Personal information
- Born: 18 March 1992 (age 34) Geelong

Medal record
Paralympic athletics
Representing Australia
Paralympic Games
| Silver medal – second place | 2016 Rio | Women's 4×400 metre relay – T53/54 |
| Silver medal – second place | 2008 Beijing | 4 x 100 metres relay – T53-54 |

= Jemima Moore =

Australian Paralympic athlete

Jemima Moore (born 18 March 1992) is a Paralympian athlete from Australia competing mainly in category T53-54 4 x 100 metres relay events. She represented Australia at the 2008 Beijing and 2016 Rio Paralympics.

==Personal==
She was born in Geelong, Victoria. At the age of six, she collapsed due to a rare spinal virus and this affected her lower back and caused her long term incomplete paraplegia.

==Athletics==
She competed in the 2008 Summer Paralympics in Beijing, China. There she won a silver medal in the women's T53-54 4 x 100 metres relay event. She also competed in the individual 100m for T54 athletes but finished third in her heat and failed to progress to the final.

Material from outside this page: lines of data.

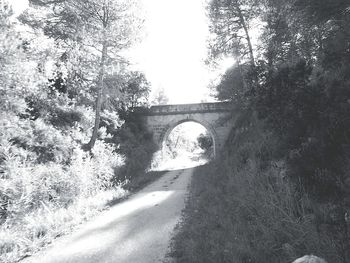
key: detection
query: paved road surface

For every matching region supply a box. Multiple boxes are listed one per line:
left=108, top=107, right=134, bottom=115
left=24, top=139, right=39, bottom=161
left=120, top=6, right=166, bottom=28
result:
left=23, top=169, right=193, bottom=263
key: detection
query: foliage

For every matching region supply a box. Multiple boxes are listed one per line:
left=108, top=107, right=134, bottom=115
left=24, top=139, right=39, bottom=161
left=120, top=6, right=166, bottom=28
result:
left=106, top=71, right=151, bottom=111
left=111, top=108, right=157, bottom=183
left=170, top=113, right=342, bottom=263
left=0, top=1, right=148, bottom=263
left=205, top=0, right=350, bottom=262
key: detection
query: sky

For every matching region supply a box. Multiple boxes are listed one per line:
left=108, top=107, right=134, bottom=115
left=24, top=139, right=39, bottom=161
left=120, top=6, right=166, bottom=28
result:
left=10, top=0, right=234, bottom=104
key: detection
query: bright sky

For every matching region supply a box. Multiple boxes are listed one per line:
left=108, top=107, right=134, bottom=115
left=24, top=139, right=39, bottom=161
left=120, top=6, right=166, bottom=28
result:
left=10, top=0, right=233, bottom=103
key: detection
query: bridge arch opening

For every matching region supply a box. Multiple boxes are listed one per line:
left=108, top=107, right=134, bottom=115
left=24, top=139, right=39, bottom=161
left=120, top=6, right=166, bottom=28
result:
left=155, top=119, right=216, bottom=170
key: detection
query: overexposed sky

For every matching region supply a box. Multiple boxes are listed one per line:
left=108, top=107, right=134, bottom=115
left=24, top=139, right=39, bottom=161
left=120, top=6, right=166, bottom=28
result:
left=10, top=0, right=233, bottom=103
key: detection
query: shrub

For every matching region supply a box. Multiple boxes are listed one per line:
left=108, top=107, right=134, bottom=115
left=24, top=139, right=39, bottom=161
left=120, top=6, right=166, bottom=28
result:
left=172, top=113, right=341, bottom=263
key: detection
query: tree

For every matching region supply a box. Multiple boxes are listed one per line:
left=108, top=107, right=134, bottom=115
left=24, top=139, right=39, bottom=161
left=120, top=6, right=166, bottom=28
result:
left=209, top=0, right=258, bottom=66
left=106, top=71, right=151, bottom=112
left=152, top=89, right=169, bottom=105
left=28, top=0, right=141, bottom=149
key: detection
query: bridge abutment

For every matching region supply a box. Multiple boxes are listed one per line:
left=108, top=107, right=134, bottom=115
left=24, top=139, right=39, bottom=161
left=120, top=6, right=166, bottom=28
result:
left=145, top=102, right=234, bottom=156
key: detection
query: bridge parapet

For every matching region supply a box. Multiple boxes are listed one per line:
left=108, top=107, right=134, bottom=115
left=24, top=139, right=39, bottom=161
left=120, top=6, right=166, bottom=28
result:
left=147, top=102, right=233, bottom=116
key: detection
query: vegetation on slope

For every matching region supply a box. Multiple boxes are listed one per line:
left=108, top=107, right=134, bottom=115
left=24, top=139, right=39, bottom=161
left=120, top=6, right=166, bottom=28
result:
left=169, top=0, right=350, bottom=263
left=170, top=113, right=342, bottom=263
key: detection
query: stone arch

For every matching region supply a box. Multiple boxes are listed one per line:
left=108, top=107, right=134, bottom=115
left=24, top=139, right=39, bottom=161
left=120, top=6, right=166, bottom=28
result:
left=158, top=118, right=219, bottom=158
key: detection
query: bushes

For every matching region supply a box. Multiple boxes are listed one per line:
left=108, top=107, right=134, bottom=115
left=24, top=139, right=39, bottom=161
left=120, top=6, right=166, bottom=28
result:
left=0, top=106, right=127, bottom=262
left=112, top=108, right=157, bottom=181
left=172, top=113, right=342, bottom=263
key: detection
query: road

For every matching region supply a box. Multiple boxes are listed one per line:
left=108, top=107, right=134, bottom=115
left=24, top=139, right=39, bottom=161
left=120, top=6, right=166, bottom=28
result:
left=22, top=169, right=193, bottom=263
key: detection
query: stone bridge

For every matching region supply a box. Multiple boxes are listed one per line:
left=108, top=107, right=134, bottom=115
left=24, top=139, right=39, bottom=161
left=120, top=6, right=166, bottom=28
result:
left=144, top=102, right=234, bottom=156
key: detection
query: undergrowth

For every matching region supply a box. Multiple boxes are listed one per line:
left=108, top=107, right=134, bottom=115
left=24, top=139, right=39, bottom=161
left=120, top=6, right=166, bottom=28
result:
left=169, top=113, right=341, bottom=263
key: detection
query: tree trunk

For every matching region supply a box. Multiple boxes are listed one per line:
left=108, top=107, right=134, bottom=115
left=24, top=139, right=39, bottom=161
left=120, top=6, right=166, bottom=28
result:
left=235, top=1, right=255, bottom=67
left=86, top=41, right=107, bottom=150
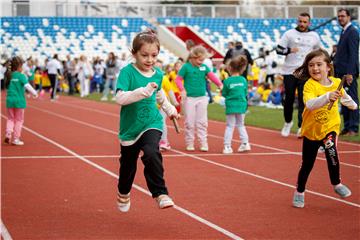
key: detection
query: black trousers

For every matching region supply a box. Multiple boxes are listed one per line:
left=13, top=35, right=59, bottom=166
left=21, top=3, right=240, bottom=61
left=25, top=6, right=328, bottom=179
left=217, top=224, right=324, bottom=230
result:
left=284, top=75, right=306, bottom=128
left=296, top=132, right=341, bottom=192
left=118, top=129, right=168, bottom=198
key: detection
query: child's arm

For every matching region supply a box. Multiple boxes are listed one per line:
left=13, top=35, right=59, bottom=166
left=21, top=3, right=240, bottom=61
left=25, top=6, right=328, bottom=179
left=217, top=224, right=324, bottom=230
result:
left=207, top=72, right=223, bottom=89
left=24, top=83, right=38, bottom=97
left=156, top=89, right=179, bottom=118
left=115, top=82, right=158, bottom=105
left=340, top=91, right=358, bottom=110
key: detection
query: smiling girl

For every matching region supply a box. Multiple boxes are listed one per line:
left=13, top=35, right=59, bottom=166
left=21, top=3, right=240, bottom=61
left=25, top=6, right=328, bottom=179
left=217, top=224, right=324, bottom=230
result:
left=293, top=49, right=357, bottom=208
left=116, top=30, right=179, bottom=212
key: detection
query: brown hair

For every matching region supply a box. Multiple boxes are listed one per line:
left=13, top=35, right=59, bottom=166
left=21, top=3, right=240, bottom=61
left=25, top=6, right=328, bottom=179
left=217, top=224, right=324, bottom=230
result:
left=228, top=55, right=248, bottom=74
left=294, top=48, right=334, bottom=80
left=130, top=29, right=160, bottom=54
left=189, top=45, right=209, bottom=59
left=5, top=56, right=24, bottom=88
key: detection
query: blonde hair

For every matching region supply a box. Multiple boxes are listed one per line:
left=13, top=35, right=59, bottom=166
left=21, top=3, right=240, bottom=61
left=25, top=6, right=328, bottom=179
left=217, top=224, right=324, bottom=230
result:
left=189, top=45, right=209, bottom=59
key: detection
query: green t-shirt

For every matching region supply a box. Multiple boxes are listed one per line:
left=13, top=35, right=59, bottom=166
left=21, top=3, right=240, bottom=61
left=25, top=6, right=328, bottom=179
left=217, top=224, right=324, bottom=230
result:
left=116, top=64, right=163, bottom=142
left=6, top=71, right=28, bottom=108
left=222, top=76, right=248, bottom=114
left=178, top=62, right=210, bottom=97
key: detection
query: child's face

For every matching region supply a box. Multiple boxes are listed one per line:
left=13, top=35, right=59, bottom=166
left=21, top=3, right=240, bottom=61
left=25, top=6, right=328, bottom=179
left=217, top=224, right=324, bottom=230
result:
left=190, top=56, right=205, bottom=67
left=133, top=43, right=159, bottom=73
left=308, top=56, right=330, bottom=81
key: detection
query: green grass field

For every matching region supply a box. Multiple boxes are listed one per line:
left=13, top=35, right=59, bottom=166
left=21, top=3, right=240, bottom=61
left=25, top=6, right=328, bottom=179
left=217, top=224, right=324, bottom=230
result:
left=75, top=93, right=360, bottom=143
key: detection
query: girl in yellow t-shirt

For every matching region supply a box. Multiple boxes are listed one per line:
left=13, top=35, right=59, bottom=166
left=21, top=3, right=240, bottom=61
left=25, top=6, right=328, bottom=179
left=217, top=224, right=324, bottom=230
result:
left=293, top=49, right=358, bottom=208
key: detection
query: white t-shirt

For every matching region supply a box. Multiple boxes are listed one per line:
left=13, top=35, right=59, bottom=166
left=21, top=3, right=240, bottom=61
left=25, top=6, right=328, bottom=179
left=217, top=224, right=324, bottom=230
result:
left=279, top=29, right=321, bottom=75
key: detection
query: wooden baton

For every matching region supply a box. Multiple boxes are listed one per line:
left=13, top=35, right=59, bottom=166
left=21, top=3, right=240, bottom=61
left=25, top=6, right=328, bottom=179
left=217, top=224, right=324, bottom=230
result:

Moore also competed in the 2016 Rio Paralympics where she won a silver medal in the Women's 4 × 400 m T53-54 relay. She finished 11th in the Women's T54 100 m and 400 m and 10th in the Women's 800 m.

At the 2017 World Para Athletics Championships in London, England, she finished 10th in the Women's 400m T54, 800m T53 and 1500m T54 events. Moore was one of three Geelong Para Athletes, as well as Martin Jackson and Sam McIntosh, to be selected for the Championships.